At this point we have two regular expressions to capture ages. Since we want to change the text, we wrote a function to take an age string and return a decades string `age_in_decades`. As we originally wrote it in class, `age_in_decades` took a string as an argument, used `age2` to find the numeric age and return a decades string. We then tried to use the `age2.sub()` method passing the function in place of a string. This did not work.

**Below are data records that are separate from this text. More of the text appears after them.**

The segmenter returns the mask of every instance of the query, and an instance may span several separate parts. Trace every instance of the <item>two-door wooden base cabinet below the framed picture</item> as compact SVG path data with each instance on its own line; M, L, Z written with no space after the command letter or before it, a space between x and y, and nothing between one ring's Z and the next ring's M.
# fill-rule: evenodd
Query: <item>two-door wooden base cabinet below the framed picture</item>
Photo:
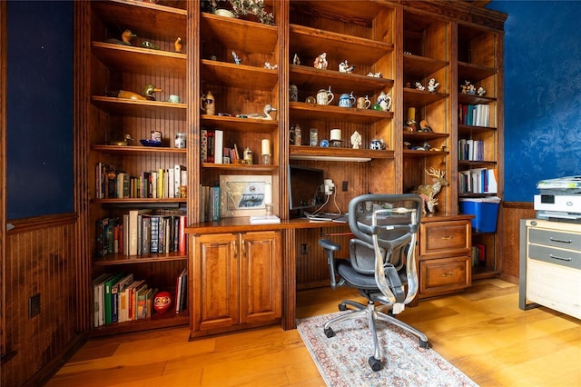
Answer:
M192 338L280 323L280 232L191 238Z

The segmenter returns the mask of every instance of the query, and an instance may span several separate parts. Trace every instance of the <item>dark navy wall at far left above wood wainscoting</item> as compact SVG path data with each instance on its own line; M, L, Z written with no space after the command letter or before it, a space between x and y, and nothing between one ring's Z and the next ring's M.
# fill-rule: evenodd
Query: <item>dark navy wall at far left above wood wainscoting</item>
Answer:
M7 4L7 219L74 211L73 2Z

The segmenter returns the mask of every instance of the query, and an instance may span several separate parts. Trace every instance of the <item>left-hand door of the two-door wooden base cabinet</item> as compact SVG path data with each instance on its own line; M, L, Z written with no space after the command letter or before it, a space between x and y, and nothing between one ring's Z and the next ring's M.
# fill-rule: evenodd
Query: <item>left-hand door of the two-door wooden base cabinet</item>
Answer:
M239 323L239 235L193 237L193 330Z

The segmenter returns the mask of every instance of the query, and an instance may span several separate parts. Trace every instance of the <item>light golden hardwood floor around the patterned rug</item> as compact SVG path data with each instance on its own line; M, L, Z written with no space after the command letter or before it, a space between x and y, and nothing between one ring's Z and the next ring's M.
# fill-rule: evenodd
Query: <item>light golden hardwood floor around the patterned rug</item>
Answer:
M297 316L337 311L349 289L302 291ZM518 287L491 279L421 301L399 318L481 386L580 386L581 321L518 309ZM296 330L268 327L188 342L188 329L94 339L48 386L323 386Z

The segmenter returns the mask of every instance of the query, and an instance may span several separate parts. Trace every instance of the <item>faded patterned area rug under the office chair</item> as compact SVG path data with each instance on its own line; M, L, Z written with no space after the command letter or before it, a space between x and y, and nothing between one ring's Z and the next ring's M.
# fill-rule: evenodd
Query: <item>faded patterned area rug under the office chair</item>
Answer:
M368 359L373 354L373 339L365 319L338 323L331 338L323 332L324 323L340 313L297 320L300 337L327 385L477 386L438 353L419 348L416 336L386 323L378 323L384 366L379 372L371 371Z

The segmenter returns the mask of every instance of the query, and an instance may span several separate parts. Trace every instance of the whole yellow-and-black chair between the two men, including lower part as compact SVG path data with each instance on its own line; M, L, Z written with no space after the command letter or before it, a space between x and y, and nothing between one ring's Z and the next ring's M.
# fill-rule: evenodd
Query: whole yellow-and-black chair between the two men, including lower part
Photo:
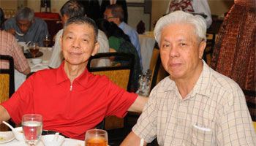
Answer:
M91 61L99 58L118 58L118 60L122 60L122 64L119 66L91 67ZM135 56L132 53L97 53L96 55L91 56L89 59L87 69L93 74L107 76L111 82L115 83L126 91L130 91L129 82L131 80L131 72L133 71L134 61ZM123 64L124 62L126 63ZM102 122L99 123L96 128L108 130L108 133L110 134L109 145L114 145L115 142L121 141L124 139L124 137L126 137L126 133L123 130L124 127L126 127L126 119L127 116L125 118L109 116L102 120ZM116 134L116 132L118 132L118 134Z

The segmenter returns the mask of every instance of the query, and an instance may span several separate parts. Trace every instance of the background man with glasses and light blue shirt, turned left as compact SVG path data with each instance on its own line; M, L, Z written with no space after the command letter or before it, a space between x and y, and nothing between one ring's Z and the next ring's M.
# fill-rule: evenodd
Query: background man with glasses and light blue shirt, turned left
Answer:
M116 23L116 25L124 31L124 34L129 36L129 39L131 40L132 45L135 46L140 58L140 70L143 70L138 33L134 28L128 26L127 23L124 23L124 10L122 7L118 4L108 5L104 12L104 18L105 20L108 20L108 22Z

However, after I class I found that the `re` module as a function `sub` that can take a function instead of a string for the replacement. [This stackoverflow discussion](https://stackoverflow.com/questions/18737863/passing-a-function-to-re-sub-in-python) helped me figure this out. I needed to modify the `age_in_decades` function to take a RegEx match object as an argument:

In [None]:
def age_in_decades(m):
    age = int(m.group("age"))
    
    return "[** Age in %ss**]"%(int(age/10)*10,)

age_in_decades(next(age2.finditer("74-year-old")))

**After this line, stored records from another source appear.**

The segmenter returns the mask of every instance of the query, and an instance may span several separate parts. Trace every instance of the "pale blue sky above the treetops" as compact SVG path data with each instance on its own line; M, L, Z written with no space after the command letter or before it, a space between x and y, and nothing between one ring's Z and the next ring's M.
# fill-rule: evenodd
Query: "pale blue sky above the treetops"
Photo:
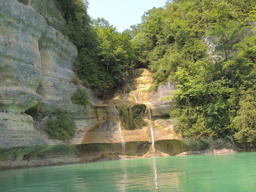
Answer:
M102 17L119 32L138 24L144 12L163 7L166 0L88 0L88 14L92 19Z

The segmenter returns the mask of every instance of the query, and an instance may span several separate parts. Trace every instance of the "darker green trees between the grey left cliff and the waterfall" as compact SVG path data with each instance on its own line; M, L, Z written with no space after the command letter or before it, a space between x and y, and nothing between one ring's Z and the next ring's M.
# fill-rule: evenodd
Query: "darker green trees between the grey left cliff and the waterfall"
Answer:
M132 35L119 33L107 20L92 20L87 1L56 0L67 24L60 28L78 48L75 72L83 84L105 97L133 64Z

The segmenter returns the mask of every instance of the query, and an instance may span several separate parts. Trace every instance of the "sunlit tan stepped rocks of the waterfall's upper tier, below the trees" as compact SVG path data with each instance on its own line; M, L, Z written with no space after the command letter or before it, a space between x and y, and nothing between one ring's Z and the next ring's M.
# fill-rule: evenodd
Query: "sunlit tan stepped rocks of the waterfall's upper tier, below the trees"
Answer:
M174 108L170 93L175 90L176 83L161 84L156 91L150 92L154 79L148 69L132 69L128 73L129 79L106 103L119 105L144 103L150 106L152 117L169 116Z

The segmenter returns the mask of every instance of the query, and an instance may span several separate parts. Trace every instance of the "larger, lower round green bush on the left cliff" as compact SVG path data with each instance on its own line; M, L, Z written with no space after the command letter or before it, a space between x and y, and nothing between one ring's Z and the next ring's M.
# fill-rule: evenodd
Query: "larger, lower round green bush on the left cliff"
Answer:
M68 111L62 109L58 109L54 114L50 114L45 125L50 139L62 141L71 139L76 130L76 124L68 115Z

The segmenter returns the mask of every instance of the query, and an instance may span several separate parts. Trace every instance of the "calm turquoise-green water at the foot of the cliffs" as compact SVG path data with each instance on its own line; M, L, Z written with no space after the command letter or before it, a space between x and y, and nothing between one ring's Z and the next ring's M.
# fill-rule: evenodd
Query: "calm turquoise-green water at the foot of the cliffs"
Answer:
M174 156L0 171L0 191L256 191L256 153Z

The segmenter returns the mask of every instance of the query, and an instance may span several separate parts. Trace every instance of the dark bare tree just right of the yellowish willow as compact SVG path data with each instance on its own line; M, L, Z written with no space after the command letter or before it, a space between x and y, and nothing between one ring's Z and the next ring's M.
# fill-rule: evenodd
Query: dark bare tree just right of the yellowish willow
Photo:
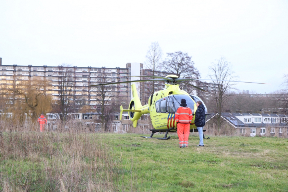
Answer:
M70 68L67 64L58 66L58 100L57 105L54 107L56 111L60 113L60 117L63 121L67 119L67 114L73 106L75 76L73 68Z

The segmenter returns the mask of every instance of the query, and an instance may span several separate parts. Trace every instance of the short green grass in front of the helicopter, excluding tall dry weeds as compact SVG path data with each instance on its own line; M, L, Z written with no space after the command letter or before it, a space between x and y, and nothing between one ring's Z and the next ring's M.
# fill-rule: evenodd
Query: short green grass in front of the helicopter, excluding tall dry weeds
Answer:
M171 136L171 135L170 135ZM288 191L287 139L210 136L205 147L110 134L120 191Z

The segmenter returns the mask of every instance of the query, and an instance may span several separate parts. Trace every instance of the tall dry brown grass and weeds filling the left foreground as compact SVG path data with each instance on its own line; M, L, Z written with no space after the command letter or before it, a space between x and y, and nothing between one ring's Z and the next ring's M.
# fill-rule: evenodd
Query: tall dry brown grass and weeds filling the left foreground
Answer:
M114 191L112 154L105 134L2 129L0 191Z

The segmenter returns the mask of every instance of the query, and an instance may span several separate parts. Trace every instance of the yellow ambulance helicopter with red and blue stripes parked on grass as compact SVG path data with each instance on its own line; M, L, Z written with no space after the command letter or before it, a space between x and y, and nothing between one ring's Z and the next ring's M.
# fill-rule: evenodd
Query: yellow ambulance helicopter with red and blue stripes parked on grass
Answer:
M130 120L133 121L133 127L137 126L137 121L140 119L140 117L143 114L149 113L150 118L151 118L151 123L154 129L150 130L152 132L150 137L145 137L145 136L142 136L142 137L152 138L156 132L166 132L163 138L157 138L157 139L164 139L164 140L170 139L170 136L167 137L168 132L177 132L175 112L177 111L177 108L181 104L181 99L186 100L187 107L190 107L193 113L193 119L192 119L192 122L190 123L190 132L198 132L194 124L194 120L195 120L194 113L197 110L197 106L196 106L197 101L201 101L203 103L205 107L205 113L207 115L207 108L204 102L198 96L189 95L186 91L181 90L179 88L179 84L177 83L182 82L198 90L205 91L185 81L192 81L192 80L228 81L228 80L213 80L213 79L184 79L184 78L179 78L177 75L167 75L166 77L158 77L158 76L130 76L130 77L151 77L151 78L156 78L156 79L102 83L102 84L90 85L90 86L111 85L111 84L118 84L118 83L133 83L133 82L143 82L143 81L166 81L164 89L154 92L154 94L152 94L149 97L148 104L143 105L143 106L138 97L136 85L134 83L131 84L133 98L130 101L129 109L123 109L122 106L120 107L120 120L122 118L123 111L128 112ZM244 82L244 81L233 81L233 82L253 83L253 82ZM266 84L266 83L259 83L259 84ZM206 130L203 130L203 132L205 131Z

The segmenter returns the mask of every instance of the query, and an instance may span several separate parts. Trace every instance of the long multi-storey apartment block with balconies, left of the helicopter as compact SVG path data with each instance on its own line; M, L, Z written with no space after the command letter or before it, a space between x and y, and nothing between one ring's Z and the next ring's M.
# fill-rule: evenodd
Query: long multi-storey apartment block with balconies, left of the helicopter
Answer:
M137 71L138 70L138 71ZM46 94L51 95L54 100L59 99L59 79L64 73L69 73L73 83L74 104L97 105L97 89L89 85L128 81L133 75L142 75L143 64L127 63L126 68L108 67L77 67L77 66L19 66L0 65L0 89L1 95L7 99L7 103L13 104L16 100L24 99L17 96L15 90L23 83L33 80L46 80L48 84ZM141 84L142 85L142 84ZM142 95L142 87L139 87L139 95ZM130 83L113 84L108 90L108 94L117 96L120 99L128 100L131 94Z

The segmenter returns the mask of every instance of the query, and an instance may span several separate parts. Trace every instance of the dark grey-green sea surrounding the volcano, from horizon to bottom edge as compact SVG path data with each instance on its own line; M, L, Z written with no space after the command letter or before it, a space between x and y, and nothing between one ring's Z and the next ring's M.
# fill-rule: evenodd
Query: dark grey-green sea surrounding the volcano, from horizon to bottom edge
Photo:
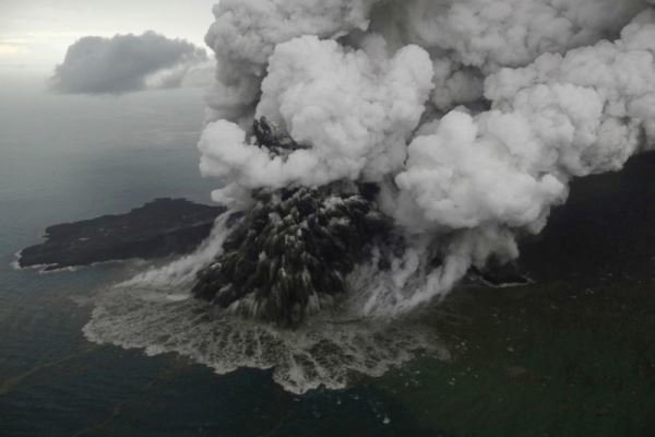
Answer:
M655 433L653 155L574 187L570 206L526 243L535 284L457 290L395 321L394 341L377 333L365 358L397 365L372 371L380 363L365 361L371 371L348 373L342 388L294 390L275 367L217 371L186 353L199 335L221 336L221 324L210 332L166 312L178 307L141 303L142 311L129 307L133 296L108 293L147 265L12 267L51 224L157 197L210 202L216 181L200 177L195 150L203 92L73 97L47 93L38 78L0 80L0 436ZM123 312L98 319L104 310ZM352 340L347 323L331 329ZM90 341L90 330L108 341ZM434 351L400 356L413 342Z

#### Call `re.sub` with `age3` and then pass the results of this to `re.sub` with `age2`

In [None]:
tmp = re.sub(age2, age_in_decades, re.sub(age3, age_in_decades, report_txt))

In [None]:
"[** Age in 70s**]" in tmp

### Look at the lines that were changed

In [None]:
tmp_array = tmp.split("\n")
report_txt_array = report_txt.split("\n")
compare = zip(tmp_array, report_txt_array)

for l in compare:
    if l[0] != l[1]:
        print(l[0])
        print(l[1])
        print()
    

## De-identify de-identified names

We wrote a regular expression `name` to identify the de-identified last name pattern.

In [None]:

name = re.compile(r"""\[\*\*Last Name \(NamePattern\d*\) \d*\*\*\]""")

matched_names = [r.group(0) for r in name.finditer(report_txt)]

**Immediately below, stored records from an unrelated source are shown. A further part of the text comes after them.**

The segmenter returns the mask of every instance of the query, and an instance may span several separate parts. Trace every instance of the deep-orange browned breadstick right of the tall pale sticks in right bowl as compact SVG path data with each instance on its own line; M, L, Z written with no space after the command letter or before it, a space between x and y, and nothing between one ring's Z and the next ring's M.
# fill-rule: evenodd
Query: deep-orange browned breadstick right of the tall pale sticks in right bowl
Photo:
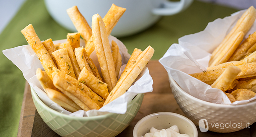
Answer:
M243 43L241 43L234 54L228 59L228 61L239 61L246 56L247 50L256 43L256 32L251 34Z

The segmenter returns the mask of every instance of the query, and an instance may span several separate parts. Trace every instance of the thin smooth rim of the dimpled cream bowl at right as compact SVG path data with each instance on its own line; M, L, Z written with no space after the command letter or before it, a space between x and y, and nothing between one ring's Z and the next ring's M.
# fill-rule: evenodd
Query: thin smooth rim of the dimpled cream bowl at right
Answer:
M224 108L230 108L230 107L234 107L234 108L235 108L235 107L237 107L237 106L243 107L243 106L249 106L249 105L251 105L251 104L256 104L256 100L250 101L250 102L244 103L244 104L237 104L237 105L216 104L216 103L211 103L211 102L203 101L203 100L201 100L201 99L198 99L198 98L196 98L196 97L191 96L190 94L188 94L187 92L185 92L184 90L182 90L182 89L180 88L180 86L178 86L178 84L176 83L176 81L175 81L171 76L169 76L169 80L171 81L171 83L173 83L173 85L174 85L174 87L175 87L176 89L178 89L180 92L184 93L187 97L189 97L189 98L191 98L191 99L193 99L193 100L195 100L195 101L198 101L198 102L200 102L200 103L204 103L204 104L206 104L206 105L215 106L215 107L224 107Z

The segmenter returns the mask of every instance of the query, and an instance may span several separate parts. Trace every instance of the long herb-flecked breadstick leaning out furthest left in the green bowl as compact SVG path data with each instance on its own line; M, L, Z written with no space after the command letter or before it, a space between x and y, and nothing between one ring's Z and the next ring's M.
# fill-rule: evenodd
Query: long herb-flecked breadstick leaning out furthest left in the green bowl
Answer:
M37 34L33 26L30 24L24 29L22 29L21 33L26 38L27 42L29 43L30 47L34 50L35 54L39 58L43 68L45 68L46 74L52 79L52 67L56 67L52 57L50 56L49 52L45 49L45 46L38 38Z

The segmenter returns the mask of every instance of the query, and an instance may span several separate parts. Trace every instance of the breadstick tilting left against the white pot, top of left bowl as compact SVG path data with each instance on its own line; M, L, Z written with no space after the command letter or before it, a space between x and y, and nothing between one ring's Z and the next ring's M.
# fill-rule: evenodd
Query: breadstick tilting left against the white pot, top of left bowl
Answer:
M85 43L91 38L92 30L83 15L78 10L77 6L67 9L69 18L72 20L76 30L81 34Z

### Read in csv file containing 2010 census surnames

In [None]:
surnames = pd.read_csv("../Resources/surnames.csv")
surnames.head()

### Write a function to randomly select a name from the DataFrame

In [None]:
import random
def get_lastname2(surnames, seed=None):
    random.seed(seed)
    v = random.random()
    return surnames[surnames["cumulative_probability"] >= v].iloc[0]["name"]


We used a `set` to get the unique name patterns. We used dictionary comprehension to create a mapping between the de-identified name pattern and a randomly selected last name. 

In [None]:
name_mapping = {n:get_lastname2(surnames) for n in set(matched_names)}

In [None]:
name_mapping

In [None]:
tmp2 = report_txt[:]
for key, value in name_mapping.items():
    tmp2 = tmp2.replace(key,value)

In [None]:
'[**Last Name (NamePattern1) **]' in tmp2

In [None]:
tmp2_array = tmp2.split("\n")
report_txt_array = report_txt.split("\n")
compare = zip(tmp2_array, report_txt_array)

for l in compare:
    if l[0] != l[1]:
        print(l[0])
        print("-"*42)
        print(l[1])
        print()